2018-08-04 17:32:08,522+03 ERROR [org.ovirt.engine.core.bll.MergeStatusCommand] (EE-ManagedThreadFactory-commandCoordinator-Thread-1) [snapshots_delete_b51bac20-4be5-4f48] Failed to live merge. Top volume 659220
47-6740-4d4c-b9a3-a36a3e833efc is still in qemu chain [6380b945-cb30-4a64-b072-56344fbd986b, 722a7396-db4b-4234-a93c-45e9bf029f10, 664e68ce-2d3f-4813-b10b-f66ce26a444b, 539f3b8b-e4cf-47e4-9a86-677fdd9420a8, 6592
2047-6740-4d4c-b9a3-a36a3e833efc]

Comment 1 Tal Nisan 2018-08-05 19:59:06 UTC
Ala, this error from Engine log looks familiar, didn't you fix a similar problem not long ago?

Comment 2 Ala Hino 2018-08-06 14:27:16 UTC
The engine error is probably fixed by https://gerrit.ovirt.org/#/c/91930/

The thing is I that the failure at vdsm side is probably the root cause of the issue.
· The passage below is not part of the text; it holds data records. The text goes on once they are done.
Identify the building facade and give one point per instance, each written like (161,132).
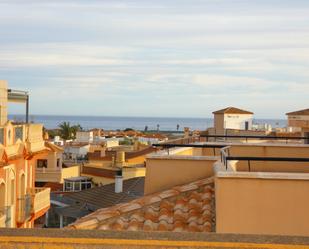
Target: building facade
(21,203)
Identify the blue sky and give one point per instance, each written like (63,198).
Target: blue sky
(170,58)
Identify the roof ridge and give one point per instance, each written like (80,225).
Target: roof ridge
(92,220)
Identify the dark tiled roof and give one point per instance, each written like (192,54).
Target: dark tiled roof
(300,112)
(105,196)
(232,110)
(186,208)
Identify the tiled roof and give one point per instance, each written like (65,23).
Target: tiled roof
(300,112)
(184,208)
(105,196)
(53,147)
(232,110)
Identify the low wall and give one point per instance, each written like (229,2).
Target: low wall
(262,203)
(164,172)
(94,239)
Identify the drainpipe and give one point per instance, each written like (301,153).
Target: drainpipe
(27,110)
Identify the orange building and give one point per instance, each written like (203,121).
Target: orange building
(20,145)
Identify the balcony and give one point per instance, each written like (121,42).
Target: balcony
(56,175)
(40,201)
(32,205)
(23,209)
(5,216)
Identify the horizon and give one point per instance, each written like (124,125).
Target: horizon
(165,58)
(151,117)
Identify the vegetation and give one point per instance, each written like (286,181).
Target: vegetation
(67,131)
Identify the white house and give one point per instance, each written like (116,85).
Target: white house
(76,151)
(232,118)
(299,121)
(84,137)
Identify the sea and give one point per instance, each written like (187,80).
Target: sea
(137,123)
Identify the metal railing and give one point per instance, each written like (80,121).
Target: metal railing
(168,146)
(24,207)
(248,137)
(226,157)
(40,199)
(5,216)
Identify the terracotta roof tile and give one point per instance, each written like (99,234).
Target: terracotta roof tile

This requires more investigations and may be related to BZ 1583424, that is also in the "extensive operations" area.

Comment 3 Tal Nisan 2018-08-06 15:12:12 UTC
OK, will target to 4.3 as BZ 1583424

Comment 5 Sandro Bonazzola 2019-01-28 09:36:48 UTC
This bug has not been marked as blocker for oVirt 4.3.0.
Since we are releasing it tomorrow, January 29th, this bug has been re-targeted to 4.3.1.

Comment 6 Tal Nisan 2019-03-01 15:30:22 UTC
We have done tremendous changes to snapshot flows in 4.3, my guess is that this bug will not reproduce due to that, moving to ON_QA to confirm this

Comment 7 Evelina Shames 2019-03-07 16:16:35 UTC
Verified on engine-4.3.1.1-0.1.el7, vdsm-4.30.9-1.el7 after certain flows of extensive snapshots creation and deletion for a VM.

Comment 8 Sandro Bonazzola 2019-03-13 16:40:30 UTC
This bugzilla is included in oVirt 4.3.1 release, published on February 28th 2019.

Since the problem described in this bug report should be
resolved in oVirt 4.3.1 release, it has been closed with a resolution of CURRENT RELEASE.

If the solution does not work for you, please open a new bug report.